Flughafen Stuttgart, 18. September 2019. Mittwochabend. Nach einem prächtigen Altweibersommertag verabschiedet sich die Sonne mit goldenem Leuchten hinter den Horizont und gibt so die Bühne frei für die hereinbrechende Nacht. Der Schichtwechsel am Himmel ist das Signal zum Aufbruch für ein ganz besonderes Flugzeug, das seit dem frühen Montagmorgen in Stuttgart weilt und nun auf einen fast zehnstündigen Rundflug über das nächtliche Europa vorbereitet wird: Es trägt den Namen SOFIA und zählt zu den letzten fliegenden Boeing 747SP weltweit.

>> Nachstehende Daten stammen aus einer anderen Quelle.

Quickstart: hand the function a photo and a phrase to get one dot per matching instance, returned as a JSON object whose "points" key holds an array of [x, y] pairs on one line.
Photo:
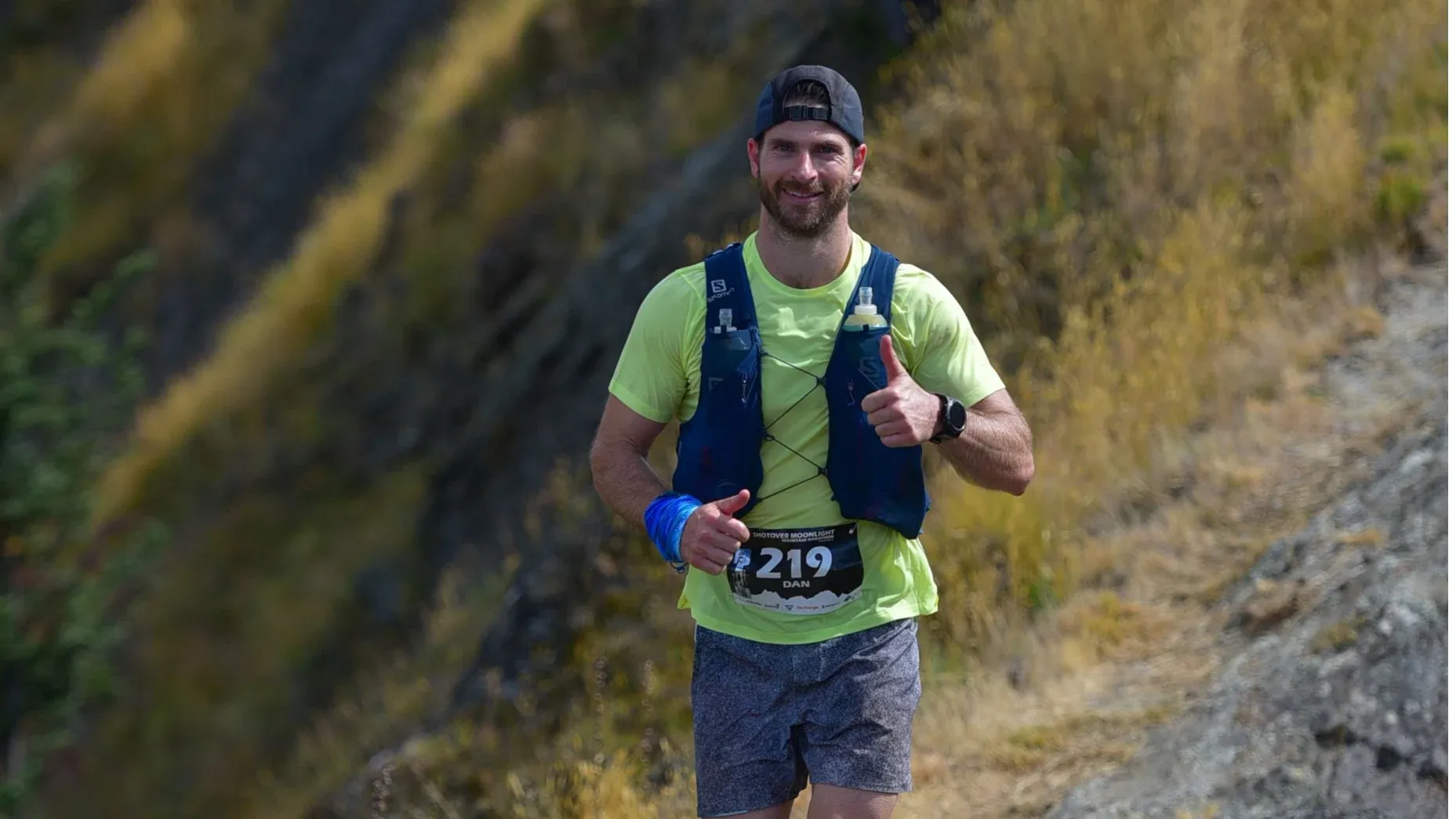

Doch SOFIA sticht selbst aus diesem erlesenen Kreis noch heraus: Im hinteren Teil ihres Rumpfs fliegt sie ein 17 Tonnen schweres Infrarot-Teleskop spazieren, mit dessen Hilfe sie tief in die astronomischen Geheimnisse des Nachthimmels blicken kann. Bis zu viermal pro Woche hebt SOFIA, das "Stratosphären-Observatorium für Infrarot-Astronomie" von NASA und DLR, sonst zu diesem Zweck von ihrer Basis Palm-dale in Kalifornien ab. Heute Nacht jedoch geht es für Flugzeug und Besatzung in bisher unbekannte Gefilde: Zum ersten Mal überhaupt wird SOFIA zu einem Forschungsflug über Europa aufbrechen.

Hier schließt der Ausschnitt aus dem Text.